Dopo tre anni di lavoro nei 45 ettari interessati dal progetto sono stati costruiti tre canali dove le mangrovie ormai cresciute dominano il paesaggio e si specchiano nelle paludi. Le radici emergono da terra e nella parte opposta della pianta le foglie si mescolano con specie spontanee come la felce Thepesia popoluea e le siepi frangivento di Tamarix indica. Mentre il ricercatore Gavindya Kawashani misura il pH dell’acqua, come parte dei controlli di routine, sul canale volano diverse specie di uccelli acquatici, parte del ricco ecosistema. Sulla riva invece vivono oltre settanta specie di farfalle, venti di mammiferi e quattro di serpenti velenosi che strisciano tra le mangrovie, che i ricercatori e le ricercatrici attraversano pestando i piedi per evitare di incontrare. Al lato dei canali costruiti in Anawilundawa, rimangono però tante zone deforestate da recuperare dove ci sono ancora le dighe abbandonate che venivano usate per l’acquacoltura. “Sono stati piantati oltre 20mila semi di mangrovie che hanno attratto più di 25 specie di animali; infatti sono fondamentali per il ripristino degli ecosistemi come elemento di accelerazione del ritorno di altri tipi di piante e animali. Finora abbiamo recuperato 13 specie di mangrovie (tra cui la Rhizophora mucronata) e queste hanno attratto altrettante specie spontanee (come la Avicennia marina e la Avicennia officinalis) -conclude Kumarasiri-. Il nostro impegno è continuare a piantare migliaia di semi in futuro e così accelerare la rigenerazione naturale dell’ecosistema”. Mentre si cercano nuovi finanziamenti per far avanzare il progetto nel santuario faunistico, i prossimi passi saranno la divulgazione in 13 scuole circostanti, la costruzione di un polo di ricerca scientifica e la promozione dell’ecoturismo per creare opportunità lavorative.

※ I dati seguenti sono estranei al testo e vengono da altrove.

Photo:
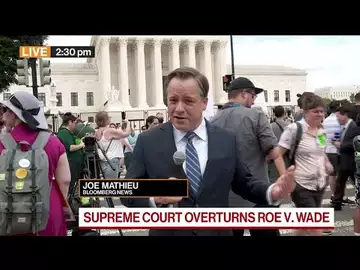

“Il progetto funziona grazie all’importante lavoro di ricerca scientifica e al coinvolgimento delle comunità locali per prendersi cura a lungo termine delle foreste di mangrovie -spiega Mehak Sangani, responsabile mangrovie del Lanka environment fund-. In Sri Lanka, dopo lo tsunami del 2004, sono sorti numerosi progetti di recupero ecosistemico delle mangrovie ma sono durati poco a causa della mancata partecipazione delle comunità”. Tra le motivazioni che spingono le famiglie a partecipare c’è anche la pesca, indebolita dalla crisi climatica e dall’erosione costiera su cui hanno inciso anche i lavori in corso del Port City Colombo, complesso mercantile di proprietà cinese costruito per ampliare gli scambi con l’Asia. “Recentemente siamo tornati a pescare nei canali a seguito della crescita delle foreste di mangrovie”, conclude Marcus.

Come lui, molti vicini hanno ripreso a pescare gamberi e pesci scavando con le mani nude nelle acque paludose dei canali, per poi conservarli in taniche di plastica prima di consumarli a casa o vendere le eccedenze al mercato. Anche le nuove generazioni sono coinvolte come Sasheen, 17 anni, figlio del pescatore Samphat Thissera. Il ragazzo, dopo la scuola, inizierà a lavorare col padre per la nuova stagione di semina. “A partire da metà settembre abbiamo iniziato a raccogliere i semi -conclude Samphat-. Poi saremo pronti a costruire il nuovo vivaio per lavorare insieme tra le mangrovie: buone per l’ambiente e per far tornare i pesci nelle nostre reti”.